A encenação, aderente com esta mudança, mostra Niki como uma feminista. Estabelece que a luta revolucionária e de classes, antiquada e associada ao pai, ficou para trás, dando lugar à luta reformista e pela inclusão social na figura “moderna” da personagem feminina.


Nascia ali, no entanto, o identitarismo moralista e pequeno-burguês que presenciamos nos dias de hoje. Em seu texto “Periodizando os anos 60”, o teórico norte-americano Frederic Jameson explicou o problema:


A este respeito, a fusão da AFL (American Federation of Labor) e da CIO (Congress of Industrial Organizations) em 1955 pode ser vista como "condição de possibilidade" fundamental para o desencadeamento da nova dinâmica política e social dos anos 60: essa fusão, que foi um triunfo do macarthismo, garantiu a expulsão dos comunistas do movimento operário norte-americano, consolidou o novo contrato social apolítico entre os empresários e os sindicatos norte-americanos e criou uma situação em que os privilégios da força de trabalho masculina e branca asseguram-lhe a precedência face às demandas dos trabalhadores negros, das mulheres e de outras minorias. Estas últimas não têm, portanto, lugar algum nas instituições clássicas de uma política mais antiga da classe trabalhadora. Estão assim "liberadas" da classe social no sentido carregado e ambivalente que Marx dá à expressão (no contexto dos enclosures, por exemplo): são excluídas das antigas instituições e ficam "livres" para encontrarem novos meios de expressão política e social.”


Nos anos 1950, a repressão foi tão forte que esmagou os sindicatos e acabou com o Partido Comunista.

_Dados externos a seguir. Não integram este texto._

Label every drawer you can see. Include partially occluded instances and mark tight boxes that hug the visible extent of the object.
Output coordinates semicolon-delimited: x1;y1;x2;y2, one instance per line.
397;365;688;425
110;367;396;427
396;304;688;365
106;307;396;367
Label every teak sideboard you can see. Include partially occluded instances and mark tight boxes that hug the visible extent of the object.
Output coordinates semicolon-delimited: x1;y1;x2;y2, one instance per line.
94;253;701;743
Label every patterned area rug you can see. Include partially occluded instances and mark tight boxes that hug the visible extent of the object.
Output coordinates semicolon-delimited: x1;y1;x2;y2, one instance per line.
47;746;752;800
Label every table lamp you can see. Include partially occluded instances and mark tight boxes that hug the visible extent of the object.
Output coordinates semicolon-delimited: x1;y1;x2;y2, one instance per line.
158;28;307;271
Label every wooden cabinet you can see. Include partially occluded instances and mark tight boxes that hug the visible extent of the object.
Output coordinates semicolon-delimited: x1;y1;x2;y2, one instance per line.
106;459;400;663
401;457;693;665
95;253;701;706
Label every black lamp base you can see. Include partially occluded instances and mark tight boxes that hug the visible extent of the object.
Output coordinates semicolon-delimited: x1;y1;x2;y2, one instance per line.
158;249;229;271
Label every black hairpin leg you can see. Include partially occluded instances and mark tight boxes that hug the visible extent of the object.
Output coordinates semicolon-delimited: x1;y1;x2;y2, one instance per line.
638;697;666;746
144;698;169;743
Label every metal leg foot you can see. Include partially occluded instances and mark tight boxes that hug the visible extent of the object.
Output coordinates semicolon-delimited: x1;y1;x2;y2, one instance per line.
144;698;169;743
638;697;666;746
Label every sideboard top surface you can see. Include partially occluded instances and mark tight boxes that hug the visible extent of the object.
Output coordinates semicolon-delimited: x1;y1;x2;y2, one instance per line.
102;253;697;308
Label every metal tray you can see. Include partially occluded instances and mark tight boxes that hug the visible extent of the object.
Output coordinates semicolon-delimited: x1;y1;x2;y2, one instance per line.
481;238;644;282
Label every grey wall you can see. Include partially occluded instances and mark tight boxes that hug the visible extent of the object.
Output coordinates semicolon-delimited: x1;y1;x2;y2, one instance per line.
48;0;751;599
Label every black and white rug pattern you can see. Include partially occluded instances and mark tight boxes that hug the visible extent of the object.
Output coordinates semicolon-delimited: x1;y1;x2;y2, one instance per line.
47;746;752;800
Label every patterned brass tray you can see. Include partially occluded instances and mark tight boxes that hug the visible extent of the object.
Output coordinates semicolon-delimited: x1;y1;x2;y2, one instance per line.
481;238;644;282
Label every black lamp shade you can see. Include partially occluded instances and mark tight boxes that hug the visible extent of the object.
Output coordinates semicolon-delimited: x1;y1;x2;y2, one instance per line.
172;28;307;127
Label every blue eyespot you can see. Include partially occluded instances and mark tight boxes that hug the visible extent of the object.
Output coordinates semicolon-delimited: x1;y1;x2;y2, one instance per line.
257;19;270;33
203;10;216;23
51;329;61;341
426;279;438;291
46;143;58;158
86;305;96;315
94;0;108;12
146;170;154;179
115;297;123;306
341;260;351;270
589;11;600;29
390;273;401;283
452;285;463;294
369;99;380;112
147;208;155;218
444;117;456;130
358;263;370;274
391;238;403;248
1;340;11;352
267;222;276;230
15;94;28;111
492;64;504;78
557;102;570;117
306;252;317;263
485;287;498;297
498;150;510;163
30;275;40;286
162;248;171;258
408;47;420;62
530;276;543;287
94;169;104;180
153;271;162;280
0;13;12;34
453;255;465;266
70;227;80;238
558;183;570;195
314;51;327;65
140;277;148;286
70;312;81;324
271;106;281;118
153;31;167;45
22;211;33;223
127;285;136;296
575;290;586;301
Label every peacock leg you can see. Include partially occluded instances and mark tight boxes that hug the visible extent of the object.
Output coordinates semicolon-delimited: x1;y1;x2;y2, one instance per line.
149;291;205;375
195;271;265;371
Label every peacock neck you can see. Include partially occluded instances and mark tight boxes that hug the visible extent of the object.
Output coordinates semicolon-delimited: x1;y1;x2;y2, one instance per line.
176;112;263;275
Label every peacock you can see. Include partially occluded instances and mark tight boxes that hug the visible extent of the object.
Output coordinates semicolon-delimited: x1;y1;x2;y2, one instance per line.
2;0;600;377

Na citação de Jameson, ele descreve uma situação de total capitulação: em nome dos chamados "valores nacionais", algo de que Hitler usou e abusou, o maior sindicato dos trabalhadores e o maior sindicato patronal se uniram. É algo como se a CUT se unisse à FIESP. (Inimaginável, porém, possível: alguém pensou em Alckmin e Lula?) Foi o que aconteceu nos Estados Unidos.

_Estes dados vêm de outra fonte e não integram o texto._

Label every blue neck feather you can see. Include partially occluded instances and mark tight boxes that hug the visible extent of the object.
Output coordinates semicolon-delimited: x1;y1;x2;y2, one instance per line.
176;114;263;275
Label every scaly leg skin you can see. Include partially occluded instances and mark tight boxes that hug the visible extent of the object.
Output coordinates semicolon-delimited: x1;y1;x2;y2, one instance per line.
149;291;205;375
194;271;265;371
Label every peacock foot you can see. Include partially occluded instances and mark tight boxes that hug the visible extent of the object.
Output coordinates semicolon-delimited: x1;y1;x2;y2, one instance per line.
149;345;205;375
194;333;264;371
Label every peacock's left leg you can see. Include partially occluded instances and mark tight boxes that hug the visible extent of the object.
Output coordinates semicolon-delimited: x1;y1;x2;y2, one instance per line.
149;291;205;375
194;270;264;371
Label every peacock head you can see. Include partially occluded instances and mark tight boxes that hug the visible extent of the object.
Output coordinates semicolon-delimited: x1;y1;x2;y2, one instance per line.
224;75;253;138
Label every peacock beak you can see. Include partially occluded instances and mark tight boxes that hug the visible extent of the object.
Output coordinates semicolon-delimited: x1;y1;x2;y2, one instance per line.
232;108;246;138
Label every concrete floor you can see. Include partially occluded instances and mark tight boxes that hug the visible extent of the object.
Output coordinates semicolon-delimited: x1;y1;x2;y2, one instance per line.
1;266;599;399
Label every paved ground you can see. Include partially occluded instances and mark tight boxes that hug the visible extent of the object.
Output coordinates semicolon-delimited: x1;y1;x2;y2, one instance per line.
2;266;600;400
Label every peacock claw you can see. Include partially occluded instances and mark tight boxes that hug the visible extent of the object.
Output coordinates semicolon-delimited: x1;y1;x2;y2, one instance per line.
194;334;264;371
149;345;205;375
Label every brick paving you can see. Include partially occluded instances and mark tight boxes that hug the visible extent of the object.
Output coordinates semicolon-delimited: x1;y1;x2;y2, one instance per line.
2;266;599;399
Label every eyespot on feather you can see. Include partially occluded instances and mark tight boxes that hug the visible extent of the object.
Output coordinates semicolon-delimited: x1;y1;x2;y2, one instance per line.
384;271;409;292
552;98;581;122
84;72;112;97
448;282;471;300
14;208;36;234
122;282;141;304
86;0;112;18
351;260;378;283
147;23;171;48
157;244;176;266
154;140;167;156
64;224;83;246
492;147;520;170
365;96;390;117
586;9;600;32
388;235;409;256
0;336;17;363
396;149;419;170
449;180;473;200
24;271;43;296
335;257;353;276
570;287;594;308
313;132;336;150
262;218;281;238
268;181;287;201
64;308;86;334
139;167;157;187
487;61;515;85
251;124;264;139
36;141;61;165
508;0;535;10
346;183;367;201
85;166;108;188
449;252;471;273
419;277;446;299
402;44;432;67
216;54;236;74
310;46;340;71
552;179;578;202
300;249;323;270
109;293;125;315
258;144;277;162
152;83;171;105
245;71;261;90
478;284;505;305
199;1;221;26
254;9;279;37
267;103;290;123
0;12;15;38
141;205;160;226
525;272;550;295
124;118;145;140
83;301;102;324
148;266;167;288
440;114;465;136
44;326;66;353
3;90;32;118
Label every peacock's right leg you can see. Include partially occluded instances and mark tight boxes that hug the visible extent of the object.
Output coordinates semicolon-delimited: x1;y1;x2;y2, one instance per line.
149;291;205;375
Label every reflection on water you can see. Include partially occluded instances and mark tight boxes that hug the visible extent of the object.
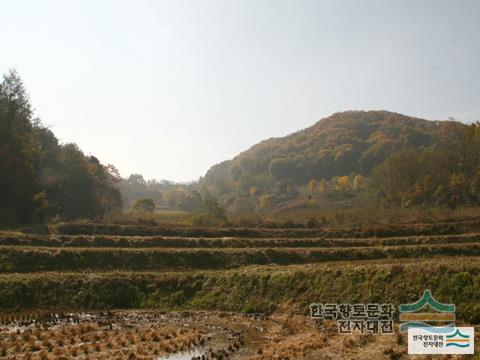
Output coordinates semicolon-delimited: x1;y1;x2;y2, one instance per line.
156;348;203;360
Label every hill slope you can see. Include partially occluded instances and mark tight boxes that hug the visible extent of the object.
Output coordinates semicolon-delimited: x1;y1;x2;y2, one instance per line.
202;111;463;209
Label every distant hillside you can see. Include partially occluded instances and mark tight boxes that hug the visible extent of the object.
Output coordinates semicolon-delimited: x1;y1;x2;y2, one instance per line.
202;111;464;210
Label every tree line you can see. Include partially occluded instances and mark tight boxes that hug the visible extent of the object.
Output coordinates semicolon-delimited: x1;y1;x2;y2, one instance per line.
0;70;122;226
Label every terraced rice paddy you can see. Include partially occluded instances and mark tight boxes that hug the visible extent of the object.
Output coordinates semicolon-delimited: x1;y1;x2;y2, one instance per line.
1;220;480;359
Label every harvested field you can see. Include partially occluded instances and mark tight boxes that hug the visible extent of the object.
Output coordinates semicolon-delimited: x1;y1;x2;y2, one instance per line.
49;219;480;238
0;243;480;272
1;221;480;359
4;232;480;248
0;311;478;359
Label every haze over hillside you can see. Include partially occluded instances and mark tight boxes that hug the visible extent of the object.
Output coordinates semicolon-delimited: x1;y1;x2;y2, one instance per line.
2;1;479;182
116;109;479;215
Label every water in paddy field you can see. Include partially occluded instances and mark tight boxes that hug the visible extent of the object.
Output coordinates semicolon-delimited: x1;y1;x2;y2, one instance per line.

No filme, de maneira complacente, isso é mostrado como a rebeldia empoderada de uma feminista adolescente.


De concreto é que estamos há quase 60 anos deste fato e o identitarismo moralista não conseguiu resolver as contradições de classe. Porém, muitos ainda acreditam, de pé junto, que tudo é uma questão de políticas humanitárias de inclusão social.


Faz 60 anos que a inclusão não consegue incluir. Pior, o identitarismo, exportado para o mundo todo como único horizonte de luta política, está cada vez mais parecido com seu algoz: autoritário e armado com o cancelamento de opositores e de artistas, com a correção dos discursos, com a reescrita da História e com a pregação a favor dos limites da liberdade de expressão.

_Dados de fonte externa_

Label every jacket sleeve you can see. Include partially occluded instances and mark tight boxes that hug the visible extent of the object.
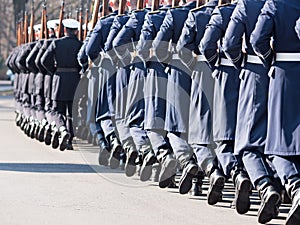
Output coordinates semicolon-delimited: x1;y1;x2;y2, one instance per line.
223;0;246;69
250;0;276;68
41;41;56;75
86;20;104;61
112;14;137;66
296;18;300;40
177;11;196;68
26;42;40;73
199;7;223;70
152;9;174;63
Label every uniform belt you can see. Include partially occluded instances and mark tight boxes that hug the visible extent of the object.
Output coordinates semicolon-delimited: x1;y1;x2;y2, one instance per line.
172;53;180;60
276;53;300;61
247;55;262;64
219;58;234;67
56;68;78;72
195;55;207;62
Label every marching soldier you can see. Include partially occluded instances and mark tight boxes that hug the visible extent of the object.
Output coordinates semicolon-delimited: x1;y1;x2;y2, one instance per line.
250;0;300;224
152;0;197;190
102;0;133;169
136;0;172;182
177;0;221;197
112;0;152;178
223;0;281;219
199;0;247;205
83;0;121;167
41;19;83;150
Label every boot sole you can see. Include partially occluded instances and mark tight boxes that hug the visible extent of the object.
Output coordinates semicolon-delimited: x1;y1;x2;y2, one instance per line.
258;192;280;224
286;200;300;225
98;148;110;166
236;178;252;214
179;165;199;195
159;159;177;188
109;146;122;169
44;130;52;146
125;151;138;177
207;176;225;205
59;133;70;151
140;155;157;182
52;133;59;149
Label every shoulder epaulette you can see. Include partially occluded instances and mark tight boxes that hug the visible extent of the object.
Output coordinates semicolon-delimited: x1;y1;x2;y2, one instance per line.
133;9;145;12
217;3;231;8
171;6;182;9
191;5;206;12
117;14;126;17
149;10;160;15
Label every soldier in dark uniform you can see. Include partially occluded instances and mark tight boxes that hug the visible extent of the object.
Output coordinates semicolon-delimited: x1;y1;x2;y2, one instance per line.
41;19;83;151
199;0;249;206
177;0;226;198
112;0;153;178
83;0;121;167
103;2;133;169
152;0;197;191
6;47;22;126
223;0;282;220
136;0;172;183
250;1;300;224
34;20;59;145
15;37;39;137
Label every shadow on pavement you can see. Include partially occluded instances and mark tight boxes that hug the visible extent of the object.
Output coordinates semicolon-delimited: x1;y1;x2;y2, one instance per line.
0;162;122;173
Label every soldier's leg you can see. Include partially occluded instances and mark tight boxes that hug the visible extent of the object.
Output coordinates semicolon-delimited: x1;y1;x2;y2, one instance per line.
35;94;46;142
270;155;300;225
51;100;68;150
242;150;280;221
167;132;199;194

O capitalismo, que no fundo financia tudo isso, continua firme e forte, levando todos nós, sem exceção, para um buraco sem fim.


Streaming

Trumbo pode ser assistindo de graça na plataforma SescDigital #CinemaemCasa.


O texto citado é:

JAMESON, Fredric. "Periodizando os anos 60" In: Pós-Moderno e Política. Org.: Heloísa Buarque de Holanda. Rio de Janeiro, Rocco, 1992, p. 86-87.